I’m going to be writing about sexual assault and rape…again. I just got off the phone with my mom and lets just say that it has made me feel even worse about what happened with Owen.
She and my dad said(today and the other day):
Anna, what did you expect? You were naked with a guy! Of course he is going to have sex with you! You can’t get naked and expect him to not have sex with you. Guys can’t control themselves! You need to stop going out with guys. Think about what you did to put yourself in this situation again. If you just stopped seeing guys then you wouldn’t get in these situations. Just don’t date, or have sex with anyone.
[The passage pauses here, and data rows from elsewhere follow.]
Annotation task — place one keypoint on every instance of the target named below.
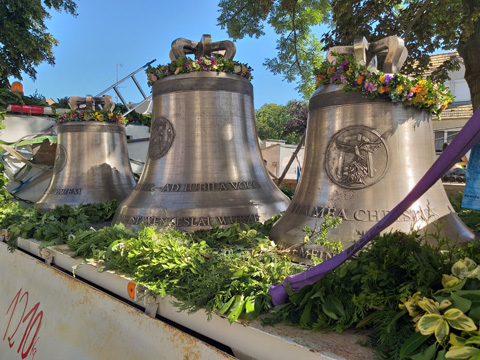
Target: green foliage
(271, 120)
(357, 76)
(298, 50)
(282, 122)
(425, 27)
(366, 290)
(228, 271)
(470, 217)
(449, 316)
(35, 100)
(24, 37)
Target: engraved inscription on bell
(356, 157)
(91, 165)
(161, 138)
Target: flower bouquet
(186, 65)
(357, 76)
(92, 115)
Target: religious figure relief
(357, 157)
(161, 138)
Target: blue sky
(131, 33)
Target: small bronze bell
(362, 157)
(91, 161)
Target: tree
(24, 39)
(293, 20)
(425, 25)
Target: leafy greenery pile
(215, 63)
(357, 76)
(367, 290)
(229, 271)
(53, 227)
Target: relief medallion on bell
(356, 157)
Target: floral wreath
(92, 115)
(356, 75)
(187, 65)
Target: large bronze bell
(362, 157)
(204, 165)
(91, 162)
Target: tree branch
(297, 60)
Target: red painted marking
(27, 109)
(33, 319)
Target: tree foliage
(297, 47)
(271, 120)
(425, 26)
(24, 38)
(297, 124)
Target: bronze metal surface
(362, 157)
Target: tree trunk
(469, 50)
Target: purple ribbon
(464, 141)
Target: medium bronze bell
(204, 165)
(91, 164)
(362, 157)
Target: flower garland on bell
(92, 115)
(357, 76)
(183, 66)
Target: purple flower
(344, 64)
(387, 78)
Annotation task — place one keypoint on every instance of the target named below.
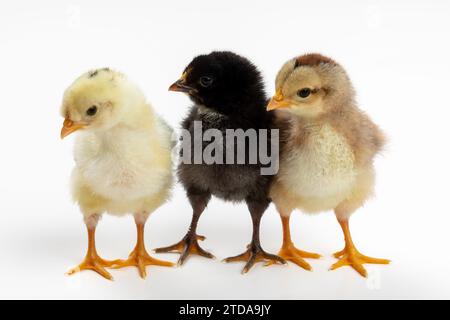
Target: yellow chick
(327, 151)
(123, 160)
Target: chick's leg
(255, 252)
(288, 251)
(139, 257)
(350, 256)
(92, 261)
(189, 244)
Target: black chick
(228, 93)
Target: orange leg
(92, 261)
(350, 256)
(289, 252)
(139, 257)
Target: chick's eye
(206, 81)
(91, 111)
(304, 93)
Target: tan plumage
(123, 158)
(327, 153)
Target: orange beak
(278, 102)
(70, 127)
(180, 85)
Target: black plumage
(228, 93)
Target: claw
(189, 245)
(354, 259)
(141, 259)
(94, 263)
(253, 255)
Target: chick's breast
(123, 163)
(323, 168)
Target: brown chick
(328, 148)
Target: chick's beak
(70, 127)
(278, 101)
(180, 85)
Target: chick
(123, 159)
(327, 155)
(228, 93)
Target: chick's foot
(292, 254)
(187, 246)
(93, 262)
(253, 255)
(351, 257)
(141, 259)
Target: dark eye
(304, 93)
(206, 81)
(91, 111)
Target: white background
(397, 54)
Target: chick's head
(310, 85)
(98, 100)
(222, 81)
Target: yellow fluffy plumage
(327, 156)
(122, 154)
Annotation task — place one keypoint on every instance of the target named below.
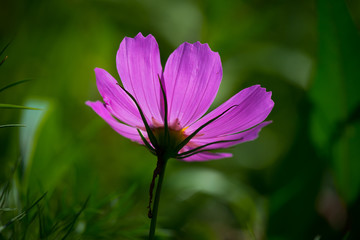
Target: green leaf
(335, 95)
(12, 106)
(14, 84)
(29, 135)
(12, 125)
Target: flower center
(169, 140)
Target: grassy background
(299, 180)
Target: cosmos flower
(164, 110)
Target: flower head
(163, 110)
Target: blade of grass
(70, 226)
(21, 215)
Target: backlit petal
(205, 156)
(233, 139)
(118, 103)
(139, 67)
(122, 129)
(251, 106)
(192, 77)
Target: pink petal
(117, 101)
(192, 77)
(122, 129)
(246, 136)
(139, 67)
(251, 106)
(206, 156)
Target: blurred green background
(299, 180)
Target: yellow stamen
(184, 129)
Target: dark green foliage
(299, 180)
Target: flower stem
(162, 164)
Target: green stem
(162, 161)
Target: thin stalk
(162, 161)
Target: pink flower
(164, 110)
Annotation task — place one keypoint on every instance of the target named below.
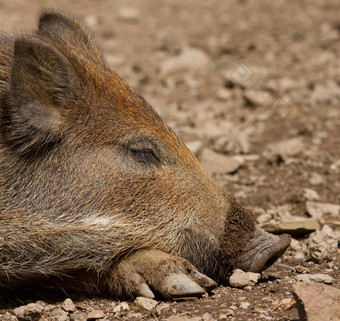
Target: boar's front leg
(165, 274)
So can we all just pause a minute and laugh at this? So that would mean that every guy I’ve made out with and half way fooled around with didn’t count. I’ve fooled around with guys (i.e. bra comes off or other things) and I didn’t end up having sex. So her argument is invalid just based on my experiences. The myth that guys can’t control themselves… please! I hooked up with some guy the end of last quarter and we fooled around to the same level Owen and I fooled around too. I was drunk and so was the other guy from last quarter. I said I didn’t want to have sex. He said, “I am not into forcing girls to do anything. We can just fool around if you want. Don’t worry.” And what happened that night? We just fooled around! No pressure whatsoever! So her argument yet again falls apart. Then she says it’s my fault. Well thanks, I really feel better about myself now. It’s not like I already was trying to figure out how this happened yet again. So in my mom’s view, if I stopped seeing guys romantically then I can’t get raped. If I just keep every guy in my life as a friend, I won’t get raped. First off BULLSHIT! You don’t have to be romantically involved with someone to get raped. Second off, so what am I supposed to do mom? Just live alone for the rest of my life and never have sex again? PLEASE!
I remember when Ethan was against me with Monster and all I was thinking about was how lucky I was to have a family who supports me. Now I don’t have a mom and dad who support me in this it seems. They say it was rape, they agree with that, but they ask me, “What were you thinking? You’re being a tease! How could you expect him to not have sex with you?” etc.
I just love how my parents are blaming me for Owen’s actions. I said I didn’t want to have sex unless the person was my boyfriend and ten minutes later Owen started having sex with me. That was his decision. Not mine.
I just keep learning I can’t trust anyone. You would think you’re parents would support you or something. Not blame you. How was I supposed to know that if I said no he wouldn’t listen? I’d been seeing him for four months. In the beginning he respected that I didn’t want to have sex when we first met and fooled around. So how in the fucking world would I have known he wouldn’t have listened? The answer is, I couldn’t have known. It wasn’t my fault. It was not my fault.